Forget all the clichés about the farmer's daughter.
There is nothing naive, nothing unsophisticated – and certainly nothing slow about Emily Batty, as a 23-year-old from Brooklin, Ont., stakes her claim to one of two seats available to Canadian women in Olympic mountain biking.
Batty brings diamonds and pearls – she wears both in competition – to the sport of mud and rocks and flat tires. She's unapologetic about. Batty accepts the role of girlie-girl, she says with a perfect smile. It doesn't conflict with the toughness she needs to show in a race.
"Everything that's on me now would be on me in a race," she says at her sponsor's Trek Bikes shop. "I don't see a race day as different from a day spent lounging in my pajamas. I'll wear my engagement ring, and earrings, and my mom's high school ring and her pearl necklace." She didn't mention the full makeup she wears in competition.
"People say I bring glamour to the sport. I don't think of it that way. I'm a woman and a professional athlete. I bring my professionalism and personality as part of me and I compete at this level. A lot of people know me as the girl with the pearls."
The look belies the ability. Batty is one of the world's top women mountain bikers. She set out to make the Olympic squad in a race where women generally mature in their 30s, and in the first World Cup race of the season placed second, only four seconds away from the gold.
Catharine Pendrel, Canada's world champion, has nailed down one of the two Olympic spots for a Canadian woman leaving second place as a battle ground for Batty and Canadian veteran Marie-Helene Premont, 35.
In the crucial first four World Cups this season Batty has been second, seventh, tenth and ninth. Premont has been twenty-first, fourteenth, ninth and fifth. In UCI cross country point totals Batty is eleventh, Premont eighteenth.
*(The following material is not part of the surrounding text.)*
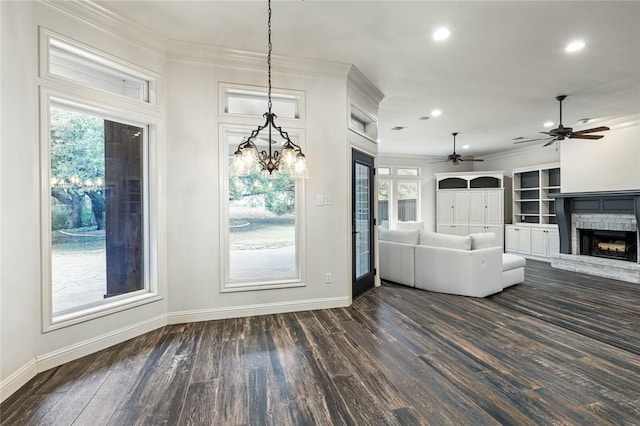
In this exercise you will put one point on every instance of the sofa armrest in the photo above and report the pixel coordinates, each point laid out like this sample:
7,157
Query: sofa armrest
476,273
397,262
Statistically speaking, Batty is likely to get the nod when the team is announced in two weeks.
The 4.6 km course at the London Games – with few steep declines – is suited to her power and speed strengths. It's a course she has video taped with a helmet mounted camera and seen for four days over two years in different conditions.
"Typically, if you get eight laps around the circuit, you've usually got the course pretty well dialled in," she says. "The last time we were on the track we had a rainy day then a sunny hot day. We got the variety of conditions and saw how the track rode with different tires and how rocks responded to them. We tried to get as much information in those two days as we could.
"It helped to have my coach (and fiancée Adam Morka, also a Trek rider) because there was an extra set of eyes to evaluate and memorize the course and see where the best places were to attack or feed (take nourishment)," she said. She is scared by nothing in her path she says. Batty stand 5-foot-2 and weighs 105 pounds, which means a light, strong bike is an ally. "I ride on a Trek bike, a 29er (29 inch wheels instead of 26), and that's a huge revolution," she said. Her protein is called Subaru-Trek. "All my components – brakes, crank, paddles and derailer – are SRAM (an acronym for company founders Scott, Ray and Sam) and the bike has a black box system which few other have. We get prototypes of parts a year or two in advance. I get new pieces on my bike every week.
"It's a full carbon fibre bike and it weighs 18 pounds, which is extremely light for a 29er. Getting the weight down is important. Two pounds on a bike for a woman is like six pounds for a man."
Cycling came naturally for Batty and her close-knit family. She follows the path of older brothers Eric, who was attracted to the sport by a neighbour who was a pro cyclist, and Mark, a fourth Batty sibling Charlotte, also raced as a junior.
"My dad grew up on the farm so he has always been athletic – he was a wrestler and a cross country runner. He was into everything. Genetics, I think, have a big role because both parents were very athletic," Batty told the Canadian Cycling website.
"When Eric was 13, my parents said he could save up his money to buy hos first mountain bike. He started in local weekend series races, which turned into Ontario Cup, which turned into Canada Cup.
"Then the second oldest brother wanted to follow him and I followed after that. Our parents would take us travelling to races in a motor home."